My direction would make Orsino less… maybe loved would be the term? Not in a rude, bad way, but in a way where his male servants looked at him a little more like how Maria, Toby, Aguencheek (I won’t be able to spell that by the time the AICE test comes), and the fool look at Malvolio. They’d respect him more than they respect Malvolio but they would take all of his words with a grain of sand. However, Orsino would still be powerful and all, he and all his euniches just wouldn’t be so wimpy all the time. Fencing by day, bathing Orsino by night. Vomit in my mouth. Ha-ha again. Joking because I didn’t actually vomit. Also, I would keep Orsino’s communications with Cesario pretty romantic, because that’s a humor in itself, especially given Shakespeare’s time when homosexuality was very much not represented nor was it written into plays. And, let’s face it, the idea of some big, proud Count guy who claims his love for a mourning Countess actually falling for a short, feminine man who is actually a woman in a decent costume is pretty funny, even today in modern terms. The whole love-confusion is what makes it so funny.

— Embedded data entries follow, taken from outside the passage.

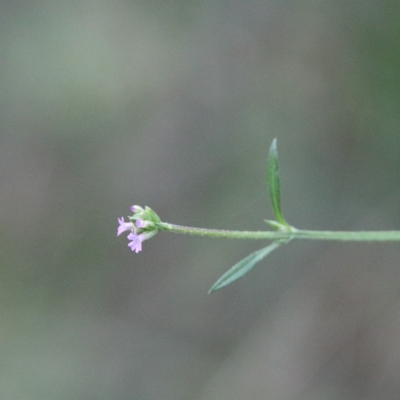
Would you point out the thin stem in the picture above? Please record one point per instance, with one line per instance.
(291, 233)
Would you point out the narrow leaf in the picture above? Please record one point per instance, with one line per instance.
(274, 183)
(244, 266)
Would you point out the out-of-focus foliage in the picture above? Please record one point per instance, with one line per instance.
(173, 104)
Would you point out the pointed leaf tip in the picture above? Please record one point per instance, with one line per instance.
(244, 266)
(274, 182)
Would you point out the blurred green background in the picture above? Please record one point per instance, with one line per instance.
(173, 104)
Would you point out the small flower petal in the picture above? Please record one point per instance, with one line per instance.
(124, 226)
(136, 241)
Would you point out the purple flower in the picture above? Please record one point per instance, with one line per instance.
(136, 241)
(124, 226)
(141, 223)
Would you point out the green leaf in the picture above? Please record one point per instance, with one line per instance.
(245, 265)
(274, 183)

Viola/Cesario would be directed to be more entertained by Olivia, rather than desperately trying to get her point across and desperately trying to please Orsino. In the movie, I felt like Cesario was more concerned for Olivia’s feelings. Where morally, I agree and I would be in the same boat as the movie-Cesario, for the sake of the play, I would encourage Cesario’s lines to be sarcastic. Like “Oh, Olivia, how my master Orsino loooooves you,” or “Wooowwww, let me tell you that you are just soooo beautiful.” And, similarly to Orsino, I would keep Cesario’s interactions with Orsino extremely romantic and her voice and actions stereotypically girly and in a seduction-type way. I.e. twirling her hair, biting her lip, whispering in his ear, you get the picture.

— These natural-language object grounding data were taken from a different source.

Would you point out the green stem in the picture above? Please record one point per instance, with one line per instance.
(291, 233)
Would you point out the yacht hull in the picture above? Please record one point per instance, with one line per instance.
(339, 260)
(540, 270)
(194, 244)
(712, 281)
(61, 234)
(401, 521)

For Olivia (not myself ha-ha) (I should go into comedy for a living), I would make her maybe less sad than she was in the movie and less fake “playing hard to get.” At first in the movie, she tried to hide her desperation for Cesario behind a façade but in my play, she would let all of that desperation hang loose. Because that’s funny. I like how she blows off Orsino in the movie so that can stay. She will just be continually uninterested the moment she hears his name. And he can be like a lost puppy when he hears her name. I think I would have my Olivia regard Malvolio with less respect than in the movie and just be completely disgusted. He’s a weird man.

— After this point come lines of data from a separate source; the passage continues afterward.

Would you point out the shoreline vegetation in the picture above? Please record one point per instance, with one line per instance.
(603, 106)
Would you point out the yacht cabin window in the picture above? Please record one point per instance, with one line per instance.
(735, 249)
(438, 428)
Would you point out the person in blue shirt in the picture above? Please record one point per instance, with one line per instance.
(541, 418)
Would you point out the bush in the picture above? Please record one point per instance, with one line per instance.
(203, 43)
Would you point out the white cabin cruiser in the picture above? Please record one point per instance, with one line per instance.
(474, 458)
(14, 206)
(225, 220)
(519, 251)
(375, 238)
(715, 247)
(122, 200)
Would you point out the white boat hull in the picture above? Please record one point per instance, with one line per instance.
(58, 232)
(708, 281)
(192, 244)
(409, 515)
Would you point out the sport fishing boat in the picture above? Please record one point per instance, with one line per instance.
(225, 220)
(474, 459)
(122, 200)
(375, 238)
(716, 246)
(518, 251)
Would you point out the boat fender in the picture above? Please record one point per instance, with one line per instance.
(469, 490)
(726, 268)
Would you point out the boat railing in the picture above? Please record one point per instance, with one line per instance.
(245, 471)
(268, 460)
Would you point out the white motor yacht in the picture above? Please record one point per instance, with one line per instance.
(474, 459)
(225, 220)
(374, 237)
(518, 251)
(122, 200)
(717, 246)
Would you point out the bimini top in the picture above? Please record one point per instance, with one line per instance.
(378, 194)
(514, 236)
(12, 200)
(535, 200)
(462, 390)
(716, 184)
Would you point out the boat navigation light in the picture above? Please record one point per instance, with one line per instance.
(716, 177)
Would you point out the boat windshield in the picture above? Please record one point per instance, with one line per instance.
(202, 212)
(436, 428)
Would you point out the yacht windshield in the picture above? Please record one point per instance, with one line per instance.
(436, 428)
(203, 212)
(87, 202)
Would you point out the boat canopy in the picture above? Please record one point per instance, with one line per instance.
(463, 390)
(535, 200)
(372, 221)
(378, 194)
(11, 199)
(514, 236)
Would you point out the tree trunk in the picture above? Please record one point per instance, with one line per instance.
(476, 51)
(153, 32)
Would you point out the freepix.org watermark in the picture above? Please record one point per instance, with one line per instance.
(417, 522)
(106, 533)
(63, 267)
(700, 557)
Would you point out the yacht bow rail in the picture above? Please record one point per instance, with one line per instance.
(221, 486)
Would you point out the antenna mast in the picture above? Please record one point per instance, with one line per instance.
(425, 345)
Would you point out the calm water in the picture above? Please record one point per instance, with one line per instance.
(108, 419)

Also, my apologies for not using the audio play for reference, they talked pretty fast and I could hardly understand much of their voice inflections.
And, finally, Aguencheek. Or Asscheek I guess. He honestly sounded pretty weird in the audio we listened to and not in a funny way just in a weird way. No offense to his voice except that I would definitely not use that same tone and inflection in my play. I liked more in the movie how he seemed to mirror whatever Toby’s action or emotion was, so I would keep that type of mentality for my play. I also liked how he seemed slightly interested in Toby. Slightly, not too much. But I’d keep him as humorous as I saw him in the movie.
Honestly, I could see my play going one of two ways: really good or really bad. There’s no inbetween. Love it or hate it.